El aparato digestivo lo forman el conjunto de órganos encargados de recibir los alimentos que ingerimos y descomponerlos en sustancias más pequeñas, los nutrientes (a este proceso se le denomina digestión); para posteriormente absorber aquellos nutrientes que nos sean necesarios y eliminar el resto.

BOCA

Comienza la degradación inicial de los alimentos (masticación), tras lo cual el bolo alimenticio pasa al esófago.

ESÓFAGO

Tubo de unos 25 cm de largo cuya función principal es transportar el alimento y los líquidos desde la boca hasta el estómago

ESTÓMAGO

Es un órgano móvil dónde se mezclan los alimentos con los jugos digestivos. Gracias a que puede aumentar mucho de tamaño actúa de reservorio, llegando a alcanzar una capacidad de 2-3 litros. Una vez procesados los alimentos los libera al intestino delgado.

INTESTINO DELGADO

Tubo del aparato digestivo que se va desde el estómago al inicio del colon.
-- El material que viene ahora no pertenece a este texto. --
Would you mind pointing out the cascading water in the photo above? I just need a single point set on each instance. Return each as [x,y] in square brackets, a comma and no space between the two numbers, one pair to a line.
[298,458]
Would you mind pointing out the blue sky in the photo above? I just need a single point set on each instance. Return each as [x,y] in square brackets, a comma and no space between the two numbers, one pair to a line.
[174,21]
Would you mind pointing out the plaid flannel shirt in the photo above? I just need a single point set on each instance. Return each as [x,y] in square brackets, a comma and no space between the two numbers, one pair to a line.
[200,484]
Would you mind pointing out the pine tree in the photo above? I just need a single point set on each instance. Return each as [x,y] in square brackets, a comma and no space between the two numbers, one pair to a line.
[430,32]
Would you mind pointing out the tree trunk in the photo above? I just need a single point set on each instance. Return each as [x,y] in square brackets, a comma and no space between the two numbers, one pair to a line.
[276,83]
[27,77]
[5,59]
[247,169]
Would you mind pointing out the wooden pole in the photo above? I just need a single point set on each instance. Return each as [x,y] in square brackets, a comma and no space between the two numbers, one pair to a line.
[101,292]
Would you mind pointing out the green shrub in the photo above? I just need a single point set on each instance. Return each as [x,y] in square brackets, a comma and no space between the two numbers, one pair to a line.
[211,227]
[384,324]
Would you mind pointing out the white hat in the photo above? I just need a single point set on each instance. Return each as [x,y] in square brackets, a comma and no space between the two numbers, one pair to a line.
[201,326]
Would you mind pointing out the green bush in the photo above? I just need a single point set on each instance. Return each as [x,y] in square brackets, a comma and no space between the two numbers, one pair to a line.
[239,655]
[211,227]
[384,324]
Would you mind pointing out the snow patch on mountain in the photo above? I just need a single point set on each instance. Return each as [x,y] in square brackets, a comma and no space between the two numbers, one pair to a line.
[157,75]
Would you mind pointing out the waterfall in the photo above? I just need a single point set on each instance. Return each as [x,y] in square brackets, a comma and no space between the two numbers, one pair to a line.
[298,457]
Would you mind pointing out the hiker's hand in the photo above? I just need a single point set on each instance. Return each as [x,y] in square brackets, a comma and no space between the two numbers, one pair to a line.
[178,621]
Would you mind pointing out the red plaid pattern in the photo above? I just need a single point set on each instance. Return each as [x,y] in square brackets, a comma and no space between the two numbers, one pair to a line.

Aproximadamente mide 6-7 metros de largo y en él tienen lugar los principales procesos de digestión y absorción de nutrientes. El intestino delgado se divide en tres porciones: duodeno, yeyuno e íleon. Al poseer un área de superficie tan grande su principal función será absorber la mayoría de los nutrientes, sales y agua necesarios para nuestro organismo. Además, nuestro intestino delgado produce otras sustancias que se encargan de completar la digestión que comenzó en la boca y el estómago.

INTESTINO GRUESO

Se extiende desde el intestino delgado al ano y mide aproximadamente 1.5 m de largo. Se encarga principalmente de concentrar las heces absorbiendo gran cantidad de agua. Como hemos visto, el tubo digestivo no es estéril, ya que se encuentra en contacto con múltiples sustancias del exterior, entre ellas bacterias y sustancias que pueden resultarnos nocivas, para ello cuenta con buenos mecanismos de defensa:

  • La vista, el olfato y el gusto suelen alertarnos de que un alimento está contaminado.
  • Cuando algo nos sienta mal existe el reflejo del vómito que nos ayuda a expulsarlo.
  • El ácido secretado en el estómago destruye a la mayoría de las bacterias ingeridas con los alimentos.
  • En nuestro intestino viven unas bacterias naturales (microbiota intestinal) que nos protegen de otras bacterias potencialmente nocivas.